Rate of flow of heat through a cylindrical rod is ' \(\mathrm{H}_1\) '. The temperature at the ends of the rod are ' \(T_1\) ' and ' \(T_2\) '. If all the dimensions of the rod become double and the temperature difference remains the same, the rate of flow of heat becomes ' \(\mathrm{H}_2\) '. Then

Let \(l_1\) be the initial length of the rod and \(\mathrm{r}_1\) be the radius of the rod.

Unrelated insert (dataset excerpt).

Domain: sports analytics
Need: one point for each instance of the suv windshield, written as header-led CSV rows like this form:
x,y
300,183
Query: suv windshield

Then.
\(\mathrm{H}_1=\frac{\mathrm{kA}_1\left(\mathrm{~T}_2-\mathrm{T}_1\right)}{l_1}\)
After doubling the dimensions,
\(\mathrm{H}_2=\frac{\mathrm{kA}_2 \cdot\left(\mathrm{~T}_2-\mathrm{T}_1\right)}{l_2}\)
\(\begin{array}{ll}\therefore \quad & \frac{\mathrm{H}_2}{\mathrm{H}_1}=\frac{\mathrm{A}_2}{\mathrm{~A}_1} \times \frac{l_1}{l_2} \\ & \text { If } \mathrm{r}_2=2 \mathrm{r}_1, \text { then } \mathrm{A}_2=4 \mathrm{~A}_1 \\ & \text { Also, } l_2=2 l_1 \\ \therefore \quad & \frac{\mathrm{H}_2}{\mathrm{H}_1}=4 \times \frac{1}{2}=2 \\ \therefore \quad & \mathrm{H}_2=2 \mathrm{H}_1\end{array}\)